Secondly, the validity of the outcomes of NMA depends on the comparability between studies. Our analysis focused on treatments for NTE NDMM patients studied in phase III RCTs. Although it is possible to include non-randomized evidence in NMA,[45] and this could have provided additional information regarding effectiveness in clinical practice[46-48] or treatments not analyzed in a phase III RCT (e.g. bortezomib-cyclophosphamide-dexamethasone, VCD49), we believe that limiting our analysis to the relative effectiveness of RCT evidence reduces the risk of bias and systematic errors.[44] Further research to improve methodologies for conducting, evaluating and interpreting non-randomized evidence is recommended.[44] We focused on NTE NDMM treatment to increase homogeneity between the patient populations in the study. We observed between-study heterogeneity comparable to the proportions previously reported by Kuhr et al.[11] We allow for this heterogeneity by using a random effects instead of a fixed effect model. However, the consequence of this is larger 95%CIs.

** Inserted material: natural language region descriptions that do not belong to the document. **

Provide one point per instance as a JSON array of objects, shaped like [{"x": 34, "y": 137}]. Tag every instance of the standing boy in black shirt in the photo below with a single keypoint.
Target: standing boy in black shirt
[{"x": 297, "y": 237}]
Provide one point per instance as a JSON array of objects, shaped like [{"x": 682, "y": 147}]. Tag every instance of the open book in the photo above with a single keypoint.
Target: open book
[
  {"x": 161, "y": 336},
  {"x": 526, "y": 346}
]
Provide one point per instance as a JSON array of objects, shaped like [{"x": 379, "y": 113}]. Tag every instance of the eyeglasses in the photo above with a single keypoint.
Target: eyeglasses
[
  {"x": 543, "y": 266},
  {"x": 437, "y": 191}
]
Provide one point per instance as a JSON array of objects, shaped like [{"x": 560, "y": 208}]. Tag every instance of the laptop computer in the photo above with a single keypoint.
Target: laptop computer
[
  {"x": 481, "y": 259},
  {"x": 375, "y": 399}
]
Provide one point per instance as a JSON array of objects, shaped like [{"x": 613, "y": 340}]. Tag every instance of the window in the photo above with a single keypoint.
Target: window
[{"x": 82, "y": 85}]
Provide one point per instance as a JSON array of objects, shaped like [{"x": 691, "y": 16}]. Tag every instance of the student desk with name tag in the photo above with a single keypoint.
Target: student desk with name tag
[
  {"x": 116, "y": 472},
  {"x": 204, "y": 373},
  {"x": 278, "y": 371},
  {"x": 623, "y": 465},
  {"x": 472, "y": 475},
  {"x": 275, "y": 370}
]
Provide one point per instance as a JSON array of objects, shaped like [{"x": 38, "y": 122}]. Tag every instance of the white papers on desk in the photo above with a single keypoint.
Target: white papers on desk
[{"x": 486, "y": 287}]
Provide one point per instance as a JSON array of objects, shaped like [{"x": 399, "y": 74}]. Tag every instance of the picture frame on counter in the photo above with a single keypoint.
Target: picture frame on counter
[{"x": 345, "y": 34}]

A potential limitation of our search strategy is that we only included English language publications. To the best of our knowledge, this does not, however, lead to the exclusion of relevant studies or treatments. Furthermore, our NMA was limited to the intermediate outcome PFS and did not include other outcomes of interest such as OS, adverse events, quality of life, cost, and cost-effectiveness. While OS may even be the most important subject of investigation for patients and health care decision makers, we believe a comparison of OS for first-line therapies with the currently available data is prone to bias due to crossover, heterogenous and limited follow up (e.g. especially for DaraVMP: median OS was not reached at 16.5 months follow up), and different subsequent treatment lines.[50,51] In the context of increasing health care expenditures, cost-effectiveness is also another relevant and important outcome, and this remains a subject for further research. Several treatment options showed comparable effectiveness outcomes, but costs could very well differ due to drug prices, treatment duration, and route of administration. Our study facilitates cost-effectiveness research on first-line NTE treatments.

The treatment armamentarium is rapidly increasing and evolving for NTE NDMM patients, and NMAs will, therefore, become increasingly important. We illustrate the additional value and evidence that can be provided. NMAs support evidence-based decision making and may help optimize treatment and outcomes of NTE NDMM patients in clinical practice.